Plus de sept semaines après sa disparition, les recherches pour retrouver Manon Relandeau, 31 ans, entrent dans une nouvelle phase. Une recherche citoyenne est organisée ce samedi 23 mai après-midi par la gendarmerie de la Loire-Atlantique, en coordination avec les autorités judiciaires et la mairie de Saint-Étienne-de-Montluc, près de Nantes. L'objectif est de ratisser « de la façon la plus fine possible une nouvelle zone de recherche », ont indiqué les forces de l'ordre.

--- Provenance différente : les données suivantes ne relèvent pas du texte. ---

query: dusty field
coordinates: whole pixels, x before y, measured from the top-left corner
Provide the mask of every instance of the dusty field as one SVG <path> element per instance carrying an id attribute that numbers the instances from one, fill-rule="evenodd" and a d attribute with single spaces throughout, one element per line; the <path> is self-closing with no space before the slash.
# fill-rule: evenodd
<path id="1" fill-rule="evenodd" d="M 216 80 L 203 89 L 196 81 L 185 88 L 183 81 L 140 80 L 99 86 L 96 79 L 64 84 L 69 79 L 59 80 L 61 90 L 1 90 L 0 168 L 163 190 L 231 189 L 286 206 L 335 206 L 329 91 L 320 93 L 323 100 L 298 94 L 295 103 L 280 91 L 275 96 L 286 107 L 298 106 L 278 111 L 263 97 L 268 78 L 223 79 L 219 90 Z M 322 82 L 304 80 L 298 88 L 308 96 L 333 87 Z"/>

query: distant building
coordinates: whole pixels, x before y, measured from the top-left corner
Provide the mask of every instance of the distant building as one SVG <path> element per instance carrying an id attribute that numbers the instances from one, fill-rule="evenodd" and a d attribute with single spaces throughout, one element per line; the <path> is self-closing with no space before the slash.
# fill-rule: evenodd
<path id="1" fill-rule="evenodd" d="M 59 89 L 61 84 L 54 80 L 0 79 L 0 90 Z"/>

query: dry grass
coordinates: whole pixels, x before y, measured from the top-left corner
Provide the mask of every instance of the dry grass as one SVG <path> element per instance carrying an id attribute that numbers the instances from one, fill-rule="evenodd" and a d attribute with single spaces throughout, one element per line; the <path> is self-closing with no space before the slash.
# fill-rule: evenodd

Des moyens déjà engagés sans résultat

La jeune femme n'a plus donné signe de vie depuis le 3 avril dernier. Dès les premières heures de sa disparition, les militaires ont mobilisé d'importants moyens humains et techniques. Ils ont notamment exploré les zones situées à proximité de l'exploitation agricole et de la maison du couple, sans succès. Face à l'absence d'avancée, les enquêteurs ont décidé d'associer le public à leurs efforts.

Un appel aux volontaires

Dans un message diffusé sur les réseaux sociaux, la gendarmerie a lancé un appel à volontaires. « Après validation, les participants recevront les informations relatives au point de rendez-vous communiqué par la gendarmerie », précisent les autorités. Chaque groupe sera encadré par des gendarmes référents, et des secteurs précis seront attribués aux équipes de bénévoles. L'initiative vise à amplifier les capacités de fouille sur le terrain.

Le conjoint suspecté et interpellé en Algérie

L'enquête s'oriente vers la piste d'un féminicide. Le mari de Manon Relandeau est considéré comme le principal suspect. Il a été interpellé en Algérie, où il se trouvait après la disparition de son épouse. Placé en détention provisoire, il nie toute implication dans cette affaire. Les investigations se poursuivent de part et d'autre de la Méditerranée, en lien avec les autorités algériennes.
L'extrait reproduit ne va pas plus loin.